La première fois:
Tu as rompu avec moi un dimanche. Il faisait beau, assez chaud pour que je porte des shorts. Qu’est-ce que ça veut dire, quand le temps est beau, malgré tout ? Qu’est-ce qu’on est censé faire avec le soleil ?
J’avais fait la sieste dans ton lit. En venant de chez ma tante, j’avais roulé jusqu’à la partie de la rue devant ta maison que je commençais tout juste à considérer comme la mienne et je m’y étais garé. Tout était pareil, ou similaire. Malgré le fait que la veille, j’avais emballé la plupart de mes affaires et que je les avais apportées chez moi à Oakland, les jetant en tas sur le sol pendant que ma mère et moi assemblions mon cadre de lit, j’avais pensé assez tôt à ramener un sac plein de vêtements chez toi. Je suppose que c’était une sorte d’offrande, une reconnaissance que j’étais ici, et que j’avais ma place dans cet endroit, même si c’était un peu moins qu’avant. Je suppose que cela montrait aussi que je ne savais pas que c’était fini.
Je n’avais pas mes lunettes quand tu es entré dans ta chambre. J’ai levé les yeux vers toi, ton visage était flou. Tu m’as demandé si nous allions parler. Avec le recul, je me demande si j’avais dit non. Serais-je resté dans ton lit, et aurais-tu fini par me rejoindre ? Aurais-je pu empêcher ce que tu as dit ensuite, ou cela se serait-il passé quand même, juste un peu différemment ?
Je crois que j’ai su avec certitude que c’était fini quand tu m’as dit que tu ne me presserais pas pour sortir toutes mes affaires de chez toi. J’avais l’impression que j’allais vomir, mais en même temps que tu avais dit quelque chose de complètement ridicule. J’ai laissé quelques choses de manière stratégique : ma lotion, un sac de Kit Kats, le chapeau que j’ai acheté quand on est allés à Tahoe. Quelques choses que j’ai laissées par accident et que j’ai réalisées plus tard : mes chaussures de course, le brocoli dans ton congélateur.
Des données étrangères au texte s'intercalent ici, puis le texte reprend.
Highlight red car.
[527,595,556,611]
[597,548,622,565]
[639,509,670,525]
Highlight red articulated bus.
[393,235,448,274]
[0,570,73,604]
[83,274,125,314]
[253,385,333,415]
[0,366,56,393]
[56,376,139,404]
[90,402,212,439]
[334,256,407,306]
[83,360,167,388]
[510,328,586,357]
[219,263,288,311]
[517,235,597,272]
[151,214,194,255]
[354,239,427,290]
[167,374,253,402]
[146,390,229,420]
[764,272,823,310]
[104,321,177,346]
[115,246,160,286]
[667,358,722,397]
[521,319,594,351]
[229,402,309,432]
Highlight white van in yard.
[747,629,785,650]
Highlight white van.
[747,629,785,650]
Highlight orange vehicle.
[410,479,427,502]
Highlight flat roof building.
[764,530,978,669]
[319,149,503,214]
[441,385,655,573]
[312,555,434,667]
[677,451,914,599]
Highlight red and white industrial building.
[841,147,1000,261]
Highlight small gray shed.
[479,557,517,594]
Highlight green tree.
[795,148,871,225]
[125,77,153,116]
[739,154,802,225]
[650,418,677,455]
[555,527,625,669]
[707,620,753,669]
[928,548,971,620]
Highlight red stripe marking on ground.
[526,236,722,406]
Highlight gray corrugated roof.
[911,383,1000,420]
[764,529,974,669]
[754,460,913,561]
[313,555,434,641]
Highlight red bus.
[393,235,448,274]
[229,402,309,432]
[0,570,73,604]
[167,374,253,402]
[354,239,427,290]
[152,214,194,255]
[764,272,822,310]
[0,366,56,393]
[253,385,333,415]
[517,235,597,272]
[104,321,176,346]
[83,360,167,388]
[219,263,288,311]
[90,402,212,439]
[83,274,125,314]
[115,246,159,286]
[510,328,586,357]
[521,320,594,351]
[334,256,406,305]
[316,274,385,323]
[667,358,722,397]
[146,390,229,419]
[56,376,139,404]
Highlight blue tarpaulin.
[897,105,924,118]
Ce premier jour, j’étais sûr que j’allais craquer. Pas craquer à proprement parler, mais plutôt découvrir, soudainement, que la surface de moi avait changé. Je ne pouvais pas imaginer la vie sans toi – je n’avais jamais ressenti une tristesse aussi soudaine et aussi vive. J’ai appelé ma mère toutes les deux heures, j’ai essayé de regarder cinq choses différentes et je n’ai pas pu le faire sans pleurer, j’ai mangé quatre bouchées de macaroni au fromage en deux jours. Je t’aimais toujours.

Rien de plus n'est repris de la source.